Maurice and Paul Marciano, the two brothers who founded the denim company GUESS?, realized a tour de force with the opening of their new art foundation. Located in the Windsor Square neighborhood of Los Angeles, the Marciano Art Foundation is housed in the iconic Scottish Rite Masonic Temple, designed in 1961 by Millard Sheets. At its peak, eighteen thousand people were members here, all men, from very diverse backgrounds and ethnicities.
The space was renovated by Kulapat Yantrasast of wHY Architecture and opened to the public last Thursday with the first major Jim Shaw exhibition in Los Angeles. Bigger than “The End Is Near,” presented last year at the New Museum, “Jim Shaw: The Wig Museum” is a labyrinthine display of furniture, stage sets, robes, backdrops, wigs, regalia, paintings, drawings and sculptures across fourteen thousand square feet in the former masonic theater space.

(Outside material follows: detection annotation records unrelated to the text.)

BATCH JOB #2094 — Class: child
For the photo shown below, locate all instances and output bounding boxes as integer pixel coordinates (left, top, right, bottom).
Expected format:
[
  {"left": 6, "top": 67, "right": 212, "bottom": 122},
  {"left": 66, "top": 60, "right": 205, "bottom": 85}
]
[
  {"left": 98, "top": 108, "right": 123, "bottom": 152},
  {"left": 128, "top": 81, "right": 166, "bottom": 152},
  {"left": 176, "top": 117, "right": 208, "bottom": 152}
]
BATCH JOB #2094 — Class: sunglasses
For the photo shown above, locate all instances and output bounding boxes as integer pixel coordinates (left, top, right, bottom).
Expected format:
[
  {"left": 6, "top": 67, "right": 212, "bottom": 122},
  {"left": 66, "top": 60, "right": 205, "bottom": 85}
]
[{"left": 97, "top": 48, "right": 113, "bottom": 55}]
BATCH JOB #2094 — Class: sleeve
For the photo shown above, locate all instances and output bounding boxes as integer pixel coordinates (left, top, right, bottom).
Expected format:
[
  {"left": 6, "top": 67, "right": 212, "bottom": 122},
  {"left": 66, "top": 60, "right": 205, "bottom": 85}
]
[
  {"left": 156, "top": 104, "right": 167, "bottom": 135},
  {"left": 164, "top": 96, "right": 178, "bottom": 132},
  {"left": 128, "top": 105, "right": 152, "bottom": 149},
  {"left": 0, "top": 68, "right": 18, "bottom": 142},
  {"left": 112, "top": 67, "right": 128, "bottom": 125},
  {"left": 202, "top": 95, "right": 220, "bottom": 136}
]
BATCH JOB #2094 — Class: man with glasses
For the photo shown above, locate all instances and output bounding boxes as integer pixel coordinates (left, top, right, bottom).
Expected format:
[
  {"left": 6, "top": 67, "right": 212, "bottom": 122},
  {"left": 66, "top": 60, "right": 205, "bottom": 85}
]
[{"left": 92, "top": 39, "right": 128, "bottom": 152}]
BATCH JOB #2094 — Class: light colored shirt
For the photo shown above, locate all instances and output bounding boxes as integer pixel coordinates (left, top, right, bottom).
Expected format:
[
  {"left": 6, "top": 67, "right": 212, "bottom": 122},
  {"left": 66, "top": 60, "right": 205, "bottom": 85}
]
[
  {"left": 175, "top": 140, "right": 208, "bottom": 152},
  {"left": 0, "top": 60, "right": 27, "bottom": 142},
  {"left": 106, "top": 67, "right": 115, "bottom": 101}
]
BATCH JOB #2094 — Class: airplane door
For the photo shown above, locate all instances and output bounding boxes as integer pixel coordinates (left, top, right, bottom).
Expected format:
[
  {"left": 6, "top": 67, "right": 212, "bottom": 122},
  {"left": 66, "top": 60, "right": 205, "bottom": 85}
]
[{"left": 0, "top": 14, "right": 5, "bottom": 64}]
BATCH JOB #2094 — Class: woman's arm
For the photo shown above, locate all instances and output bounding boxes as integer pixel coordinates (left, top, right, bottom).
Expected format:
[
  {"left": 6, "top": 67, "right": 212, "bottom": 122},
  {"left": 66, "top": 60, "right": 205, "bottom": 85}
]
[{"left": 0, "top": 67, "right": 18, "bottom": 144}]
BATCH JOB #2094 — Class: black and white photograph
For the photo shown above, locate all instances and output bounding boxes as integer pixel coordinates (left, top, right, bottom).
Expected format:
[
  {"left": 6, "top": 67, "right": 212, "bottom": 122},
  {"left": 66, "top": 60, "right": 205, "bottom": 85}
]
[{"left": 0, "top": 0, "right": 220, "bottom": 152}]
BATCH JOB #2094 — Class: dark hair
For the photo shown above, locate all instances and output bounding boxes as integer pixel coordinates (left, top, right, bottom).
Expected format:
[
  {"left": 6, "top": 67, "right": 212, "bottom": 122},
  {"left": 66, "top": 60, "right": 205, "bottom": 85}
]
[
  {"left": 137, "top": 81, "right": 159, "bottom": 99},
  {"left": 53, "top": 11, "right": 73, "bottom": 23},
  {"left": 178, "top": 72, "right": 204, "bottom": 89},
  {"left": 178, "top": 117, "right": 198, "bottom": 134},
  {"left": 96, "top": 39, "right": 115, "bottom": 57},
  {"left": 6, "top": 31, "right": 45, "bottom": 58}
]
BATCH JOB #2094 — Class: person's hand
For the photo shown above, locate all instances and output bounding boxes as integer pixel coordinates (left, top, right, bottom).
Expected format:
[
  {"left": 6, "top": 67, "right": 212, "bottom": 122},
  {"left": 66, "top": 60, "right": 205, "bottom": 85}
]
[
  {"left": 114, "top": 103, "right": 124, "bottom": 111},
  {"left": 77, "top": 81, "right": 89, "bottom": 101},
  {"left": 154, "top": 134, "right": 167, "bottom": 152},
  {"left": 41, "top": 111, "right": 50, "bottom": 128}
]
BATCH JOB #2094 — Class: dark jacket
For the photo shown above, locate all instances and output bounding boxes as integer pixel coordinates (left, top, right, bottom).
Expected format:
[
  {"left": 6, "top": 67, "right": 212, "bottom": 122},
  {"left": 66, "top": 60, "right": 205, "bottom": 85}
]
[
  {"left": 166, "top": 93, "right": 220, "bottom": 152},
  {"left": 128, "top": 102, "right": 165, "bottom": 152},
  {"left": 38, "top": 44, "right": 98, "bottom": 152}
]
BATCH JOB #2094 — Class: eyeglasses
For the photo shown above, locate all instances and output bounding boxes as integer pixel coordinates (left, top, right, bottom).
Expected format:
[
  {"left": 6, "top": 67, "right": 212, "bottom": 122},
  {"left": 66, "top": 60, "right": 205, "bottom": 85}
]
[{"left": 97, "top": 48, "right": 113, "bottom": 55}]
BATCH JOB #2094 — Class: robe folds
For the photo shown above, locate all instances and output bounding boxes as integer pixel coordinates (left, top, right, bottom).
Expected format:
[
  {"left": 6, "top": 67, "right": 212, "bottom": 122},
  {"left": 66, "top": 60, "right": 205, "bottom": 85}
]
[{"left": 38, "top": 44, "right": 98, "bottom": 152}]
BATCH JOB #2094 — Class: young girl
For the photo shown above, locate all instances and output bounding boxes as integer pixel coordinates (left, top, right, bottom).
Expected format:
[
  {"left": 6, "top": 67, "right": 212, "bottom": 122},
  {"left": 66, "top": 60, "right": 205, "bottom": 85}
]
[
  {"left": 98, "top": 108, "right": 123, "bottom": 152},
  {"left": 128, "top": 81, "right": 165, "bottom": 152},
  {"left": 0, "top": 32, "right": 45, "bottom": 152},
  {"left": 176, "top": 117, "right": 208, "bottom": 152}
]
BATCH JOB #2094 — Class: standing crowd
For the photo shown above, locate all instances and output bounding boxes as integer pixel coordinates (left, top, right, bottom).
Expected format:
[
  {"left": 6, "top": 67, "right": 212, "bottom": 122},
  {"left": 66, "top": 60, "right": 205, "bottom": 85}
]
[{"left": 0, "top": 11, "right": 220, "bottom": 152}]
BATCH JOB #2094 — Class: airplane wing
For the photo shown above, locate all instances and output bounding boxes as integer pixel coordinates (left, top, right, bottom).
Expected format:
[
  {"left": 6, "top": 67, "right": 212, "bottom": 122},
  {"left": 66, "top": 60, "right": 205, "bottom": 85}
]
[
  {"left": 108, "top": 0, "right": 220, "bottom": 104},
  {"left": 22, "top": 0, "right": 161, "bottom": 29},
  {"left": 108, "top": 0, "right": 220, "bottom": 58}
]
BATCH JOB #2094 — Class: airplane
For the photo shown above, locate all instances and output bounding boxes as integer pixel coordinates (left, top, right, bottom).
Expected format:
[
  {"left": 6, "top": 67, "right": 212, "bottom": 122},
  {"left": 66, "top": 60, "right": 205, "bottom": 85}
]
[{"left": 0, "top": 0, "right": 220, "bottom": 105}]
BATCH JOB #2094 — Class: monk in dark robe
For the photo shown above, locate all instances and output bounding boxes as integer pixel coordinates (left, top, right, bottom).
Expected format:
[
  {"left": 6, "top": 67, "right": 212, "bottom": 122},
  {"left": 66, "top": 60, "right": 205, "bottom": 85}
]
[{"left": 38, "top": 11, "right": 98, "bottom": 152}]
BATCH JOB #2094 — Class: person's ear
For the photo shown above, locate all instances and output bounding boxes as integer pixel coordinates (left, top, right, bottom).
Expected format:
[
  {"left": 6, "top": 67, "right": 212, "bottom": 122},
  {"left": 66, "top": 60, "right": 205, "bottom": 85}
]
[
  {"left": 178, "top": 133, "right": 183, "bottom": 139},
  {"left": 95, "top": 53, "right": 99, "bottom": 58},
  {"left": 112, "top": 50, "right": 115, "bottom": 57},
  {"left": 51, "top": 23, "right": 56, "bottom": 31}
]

Much of the material that the artist used (wigs and backdrops, for instance) was found on site, as they were props for masonic plays and initiation rites. When asked to curate the inaugural show for the Foundation, guest curator Philipp Kaiser connected the dots: Which L.A. artist, interested in the esoteric and emblematic figures of power, could do something fantastic with these monumental theatrical backdrops and other relics? Jim Shaw was the ideal candidate. After his New Museum show, this project seemed like a good fit, a natural progression for his use of occult imagery and reappropriation of found material. But the artist didn’t just stage the found artifacts. He airbrushed, cut through, manipulated and repurposed the original pieces, most of them from the 1960s and 1970s. He also found some pieces lying dormant in Hollywood warehouses, and included his own artworks. The result is a remarkable show that reactivates the temple’s aura and purpose, culminating in an ironic interpretation of the apocalyptic end of Anglo-Saxon power.